Die Verwaltungsmodernisierung hat höchste Priorität. Es gibt vier zentrale rot-rot-grüne Projekte: Bürgeramt, Schulbau, Unterbringung von Wohnungslosen und Mobilität. Bei den Standesämtern gibt es das Problem, dass sie untereinander noch nicht digitalisiert sind. Wir brauchen eine Software für alle Verwaltungen. Die Verwaltungen der Bezirke und des Landes müssen entsprechende Verträge mit unserem IT-Dienstleister ITDZ bis spätestens nach dem Sommer schließen, um einen einheitlichen Berlin-PC für alle Behörden zu erhalten.

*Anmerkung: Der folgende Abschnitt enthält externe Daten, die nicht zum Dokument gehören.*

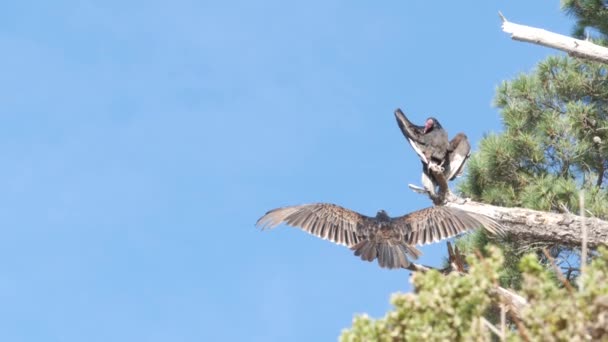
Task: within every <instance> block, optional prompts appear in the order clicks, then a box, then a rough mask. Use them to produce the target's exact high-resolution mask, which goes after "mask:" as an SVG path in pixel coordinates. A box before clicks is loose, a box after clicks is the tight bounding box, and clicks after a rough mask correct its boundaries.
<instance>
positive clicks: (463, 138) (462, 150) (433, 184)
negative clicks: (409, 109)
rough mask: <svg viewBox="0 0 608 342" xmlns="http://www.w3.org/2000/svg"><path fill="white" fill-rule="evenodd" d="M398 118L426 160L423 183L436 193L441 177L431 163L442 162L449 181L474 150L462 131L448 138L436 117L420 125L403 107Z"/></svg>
mask: <svg viewBox="0 0 608 342" xmlns="http://www.w3.org/2000/svg"><path fill="white" fill-rule="evenodd" d="M395 118H396V119H397V124H398V125H399V128H400V129H401V132H402V133H403V135H404V136H405V138H406V139H407V141H408V142H409V143H410V145H411V146H412V148H413V149H414V151H415V152H416V154H418V156H419V157H420V160H421V161H422V184H423V185H424V187H425V188H426V189H427V190H428V191H430V192H431V193H433V194H434V193H435V187H436V186H437V181H436V180H435V179H434V177H433V176H432V174H431V173H430V172H429V169H428V167H429V165H430V163H436V164H437V165H439V166H442V167H443V174H444V176H445V178H446V180H448V181H450V180H453V179H454V178H456V177H457V176H460V175H461V174H462V172H463V169H464V164H465V162H466V160H467V159H468V158H469V155H470V151H471V145H470V144H469V140H468V138H467V136H466V135H465V134H464V133H458V134H457V135H456V136H455V137H454V138H453V139H452V140H451V141H449V142H448V134H447V132H446V131H445V130H444V129H443V127H442V126H441V124H440V123H439V121H438V120H437V119H435V118H432V117H431V118H428V119H427V120H426V123H425V126H417V125H414V124H413V123H411V122H410V121H409V120H408V118H407V117H406V116H405V114H403V112H402V111H401V109H397V110H395Z"/></svg>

Die Grünen fahren Ende August auf Fraktionsklausur nach Hamburg. Welche Themen wollen sie dort diskutieren?

Wir wollen in Hamburg ein grünes Städtenetzwerk mit den Stadtstaaten Hamburg und Bremen gründen, um uns besser auszutauschen. Wir werden uns Projekte wie „Schulbau Hamburg“, eine eigens gegründete Gesellschaft, ansehen. Wir werden uns Verkehrsprojekte anschauen - und eine Besichtigung des Hafens gehört natürlich auch dazu.

Silke Gebel, 34, ist Vorsitzende der Grünen-Fraktion im Abgeordnetenhaus und Abgeordnete aus Berlin-Mitte. Sie ist Sprecherin für Europa und Mitglied der Europa- Union.